How do I use a PostgreSQL database as the external metastore for Hive on Amazon EMR?

Last updated: 2022-01-31

I want to use an Amazon Relational Database Service (Amazon RDS) for PostgreSQL DB instance as my external metastore for Apache Hive on Amazon EMR.

Resolution

Before you begin, note the following:

  • This solution assumes that you already have an active PostgreSQL database.
  • If you're using Amazon EMR release version 5.7 or earlier, download the PostgreSQL JDBC driver. Then, add the driver to the Hive library path ( /usr/lib/hive/lib). Amazon EMR release versions 5.8.0 and later come with the PostgreSQL JDBC driver in the Hive library path.

To configure a PostgreSQL DB instance as the external metastore for Hive, do the following:

1.    Create an Amazon RDS for PostgreSQL DB instance and create the database. Note that you can do this while creating the DB instance from Amazon RDS in the AWS Console. You can specify the database name in the Initial database name field under Additional configuration. Or, you can connect the PostgreSQL database instance and then create the database.
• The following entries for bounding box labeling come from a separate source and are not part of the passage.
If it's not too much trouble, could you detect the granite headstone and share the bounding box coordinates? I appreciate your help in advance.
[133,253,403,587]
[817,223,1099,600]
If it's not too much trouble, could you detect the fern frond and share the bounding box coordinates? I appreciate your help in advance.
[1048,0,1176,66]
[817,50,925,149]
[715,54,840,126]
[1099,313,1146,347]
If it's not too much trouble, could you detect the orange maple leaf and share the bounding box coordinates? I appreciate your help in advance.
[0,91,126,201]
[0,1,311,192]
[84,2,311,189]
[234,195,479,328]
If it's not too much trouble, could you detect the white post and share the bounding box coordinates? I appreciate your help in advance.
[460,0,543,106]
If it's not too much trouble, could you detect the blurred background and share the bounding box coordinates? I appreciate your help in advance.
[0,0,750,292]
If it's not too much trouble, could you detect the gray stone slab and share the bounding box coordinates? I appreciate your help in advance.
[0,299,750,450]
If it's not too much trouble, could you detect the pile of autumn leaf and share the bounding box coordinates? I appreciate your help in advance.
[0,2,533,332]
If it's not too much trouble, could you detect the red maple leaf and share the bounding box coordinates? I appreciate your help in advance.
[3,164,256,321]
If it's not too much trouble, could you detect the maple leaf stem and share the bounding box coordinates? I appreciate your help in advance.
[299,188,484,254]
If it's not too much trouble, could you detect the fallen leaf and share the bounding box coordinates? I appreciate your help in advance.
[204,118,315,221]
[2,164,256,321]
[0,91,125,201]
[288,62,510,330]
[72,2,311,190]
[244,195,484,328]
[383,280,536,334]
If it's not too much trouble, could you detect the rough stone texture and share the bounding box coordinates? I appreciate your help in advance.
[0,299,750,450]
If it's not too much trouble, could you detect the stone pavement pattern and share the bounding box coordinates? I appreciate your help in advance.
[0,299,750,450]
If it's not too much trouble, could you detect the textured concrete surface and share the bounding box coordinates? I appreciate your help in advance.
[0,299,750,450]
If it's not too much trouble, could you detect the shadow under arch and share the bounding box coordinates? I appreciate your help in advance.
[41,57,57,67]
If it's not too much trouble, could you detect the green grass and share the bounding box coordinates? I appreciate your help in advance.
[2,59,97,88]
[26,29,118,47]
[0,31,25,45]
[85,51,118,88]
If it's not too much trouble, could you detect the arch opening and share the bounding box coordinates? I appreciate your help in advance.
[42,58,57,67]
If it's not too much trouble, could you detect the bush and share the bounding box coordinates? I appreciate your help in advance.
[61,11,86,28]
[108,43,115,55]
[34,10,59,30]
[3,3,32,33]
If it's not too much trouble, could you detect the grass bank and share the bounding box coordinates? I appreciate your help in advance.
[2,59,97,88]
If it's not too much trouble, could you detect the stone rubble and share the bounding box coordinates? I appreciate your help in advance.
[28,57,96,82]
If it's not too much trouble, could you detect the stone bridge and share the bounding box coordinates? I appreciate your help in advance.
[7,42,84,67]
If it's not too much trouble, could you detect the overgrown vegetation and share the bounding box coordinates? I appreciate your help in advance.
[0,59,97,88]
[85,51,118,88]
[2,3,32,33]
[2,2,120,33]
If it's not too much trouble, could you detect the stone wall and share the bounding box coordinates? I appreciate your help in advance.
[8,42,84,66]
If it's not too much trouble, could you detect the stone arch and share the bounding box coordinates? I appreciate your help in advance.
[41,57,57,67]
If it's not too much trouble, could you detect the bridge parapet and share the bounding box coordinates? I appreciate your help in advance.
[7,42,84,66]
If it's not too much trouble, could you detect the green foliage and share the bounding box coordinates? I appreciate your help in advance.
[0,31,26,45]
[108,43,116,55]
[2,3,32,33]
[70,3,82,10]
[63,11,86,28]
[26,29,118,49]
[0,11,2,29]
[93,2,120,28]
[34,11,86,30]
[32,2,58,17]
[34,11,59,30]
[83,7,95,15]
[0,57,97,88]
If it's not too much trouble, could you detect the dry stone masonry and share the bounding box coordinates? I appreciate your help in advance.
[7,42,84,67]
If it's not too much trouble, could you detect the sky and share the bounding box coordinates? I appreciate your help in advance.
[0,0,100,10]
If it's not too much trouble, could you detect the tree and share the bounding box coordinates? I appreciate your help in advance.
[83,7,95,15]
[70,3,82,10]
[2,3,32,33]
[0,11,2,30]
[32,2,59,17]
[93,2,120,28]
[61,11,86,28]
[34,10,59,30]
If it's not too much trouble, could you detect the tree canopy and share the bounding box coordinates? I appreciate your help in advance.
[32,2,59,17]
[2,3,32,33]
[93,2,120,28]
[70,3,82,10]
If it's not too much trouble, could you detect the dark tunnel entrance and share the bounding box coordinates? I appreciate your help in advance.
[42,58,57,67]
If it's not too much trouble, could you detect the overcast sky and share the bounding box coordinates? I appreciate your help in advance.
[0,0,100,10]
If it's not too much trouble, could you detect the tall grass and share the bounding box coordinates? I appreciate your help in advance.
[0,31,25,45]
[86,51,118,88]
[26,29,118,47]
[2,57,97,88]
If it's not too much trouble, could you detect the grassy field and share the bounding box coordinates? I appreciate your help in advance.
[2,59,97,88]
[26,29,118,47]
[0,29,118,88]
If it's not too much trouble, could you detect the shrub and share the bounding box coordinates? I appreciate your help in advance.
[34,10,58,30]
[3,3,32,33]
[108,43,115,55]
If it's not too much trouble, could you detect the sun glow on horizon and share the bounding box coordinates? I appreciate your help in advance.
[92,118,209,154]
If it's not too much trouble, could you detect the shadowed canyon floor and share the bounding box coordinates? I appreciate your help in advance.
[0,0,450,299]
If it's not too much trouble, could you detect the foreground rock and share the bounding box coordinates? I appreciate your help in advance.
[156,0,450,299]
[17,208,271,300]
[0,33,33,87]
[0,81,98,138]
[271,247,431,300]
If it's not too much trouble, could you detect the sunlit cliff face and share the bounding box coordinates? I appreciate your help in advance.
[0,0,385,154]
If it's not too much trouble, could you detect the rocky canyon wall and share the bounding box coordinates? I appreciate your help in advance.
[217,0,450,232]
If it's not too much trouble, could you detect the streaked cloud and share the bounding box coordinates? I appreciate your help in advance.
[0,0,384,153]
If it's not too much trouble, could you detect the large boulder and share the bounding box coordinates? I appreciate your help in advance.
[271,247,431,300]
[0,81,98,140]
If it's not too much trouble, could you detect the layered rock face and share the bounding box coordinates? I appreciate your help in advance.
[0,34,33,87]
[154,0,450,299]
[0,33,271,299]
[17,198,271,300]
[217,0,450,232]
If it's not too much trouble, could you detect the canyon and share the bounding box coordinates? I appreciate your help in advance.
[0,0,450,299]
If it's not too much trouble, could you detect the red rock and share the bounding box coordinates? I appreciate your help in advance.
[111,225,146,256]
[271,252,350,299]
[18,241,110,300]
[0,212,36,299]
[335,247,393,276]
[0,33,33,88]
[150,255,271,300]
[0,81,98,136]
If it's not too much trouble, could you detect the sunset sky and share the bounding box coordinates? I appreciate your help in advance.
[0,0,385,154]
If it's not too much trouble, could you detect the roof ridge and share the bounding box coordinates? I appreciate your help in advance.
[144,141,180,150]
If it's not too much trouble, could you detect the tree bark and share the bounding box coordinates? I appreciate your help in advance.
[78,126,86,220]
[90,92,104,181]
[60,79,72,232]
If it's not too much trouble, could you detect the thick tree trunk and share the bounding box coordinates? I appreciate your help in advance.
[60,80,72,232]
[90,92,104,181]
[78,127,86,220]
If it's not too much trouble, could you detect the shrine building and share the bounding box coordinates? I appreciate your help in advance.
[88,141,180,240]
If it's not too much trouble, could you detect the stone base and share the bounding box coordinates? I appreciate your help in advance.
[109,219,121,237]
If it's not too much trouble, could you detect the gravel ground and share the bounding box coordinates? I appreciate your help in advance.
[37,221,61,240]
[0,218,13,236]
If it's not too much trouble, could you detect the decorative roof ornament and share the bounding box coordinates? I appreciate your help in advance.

2.    Modify the DB instance security group to allow connections on port 5432 between your database and the ElasticMapReduce-master security group. For more information, see VPC security groups.

3.    Launch an Amazon EMR cluster without an external metastore. Amazon EMR uses the default MySQL database in this case.

4.    Connect to the master node using SSH.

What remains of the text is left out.